Venice High School in LA featured in the hit movie Grease as John Travolta and Olivia Newton-John battled with their raging hormones.

But in Creek the school is the backdrop for a battle over conflicting educational philosophies in this thought-provoking documentary which centres around Creek, a bright but failing Latino teenager.

Life is far too easy at Venice High Creek admits as he fills in his own absence note on the school bus and gets re-admitted without a word after an unexplained absence of one and a half months.

He says: "It's weird how people get around it. Nobody seems to give a damn."

Lessons, if you can call them that, consist of being sat in front of a TV watching "I Love Lucy" or making Valentines Cards - this for a youth in his last year in high school.

Dad is dead while mum spends her time veering between bouts of self improvement in the gym and at adult school and alcoholic binges while Creek wanders the streets until the early hours.

Thus the scene is set for educationalists of left and right to state what needs to be done for America's 40 million state educated children.

We meet a liberal teacher who calls for an end to exams because they are culturally biased while right-winger Chester Finn says this would deny kids the chance to get ahead.

Instead he advocates vouchers to empower parents and smash up a failing educational bureaucracy.

While liberals label vouchers as a stance of the white elite the documentary moves to Detroit where black Reverend Ellis Smith is making a success of the voucher system running a disciplined school for his deprived community.

He asks what is the alternative to exams? Throwing the kids out without even a chance of finding employment?

Finn leaves his ivory tower to spend some quality time with Creek but sticks to his views for a radical overhaul.

While this all acts as food for thought the problem with this documentary is that each voice is taken mainly in isolation and, save from an interesting exchange between Finn and a liberal teacher at a conference, people are never challenged on their views.

You are itching to put Creek, Finn, the Reverend and the politically correct teacher in a room and get them to sort it out. I want to ask the liberal teacher that if exams are culturally biased why can't they be tailored to fit different ethnic groups? Why throw the baby out with the bathwater?

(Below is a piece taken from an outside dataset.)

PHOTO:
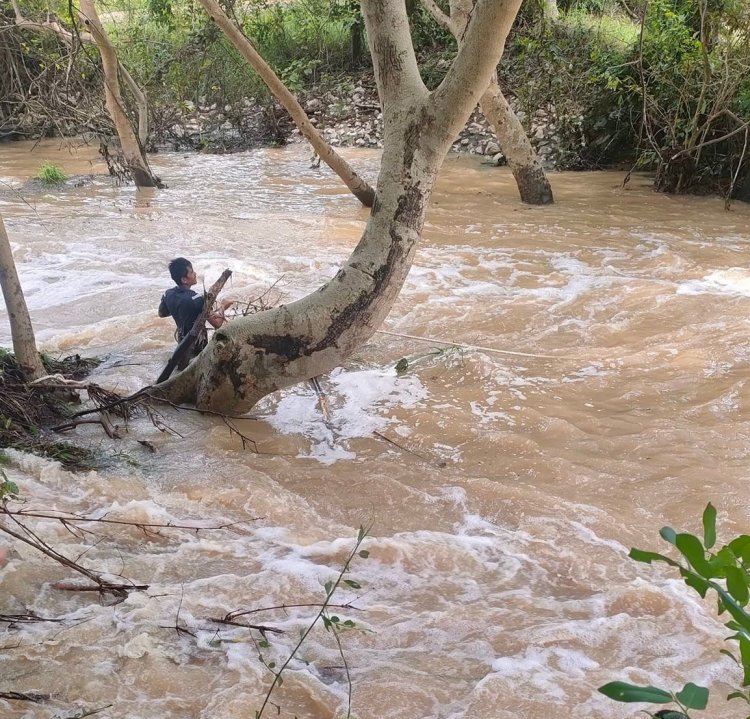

And I want to ask Finn how you get teenagers on the right track when their home life is so disturbed?

This documentary works as a piece of polemic and neat camera work and incidental music give it a cinematic touch rare in documentaries.

But at 85 minutes it covers too little ground and could have been cut in half without serious loss of content but it is worth watching nonetheless.

Supporting short: Tempo (USA) This delightfully human documentary covers a New York messenger service which employs disabled people who find self respect through their work. Shame about the unhappy prologue.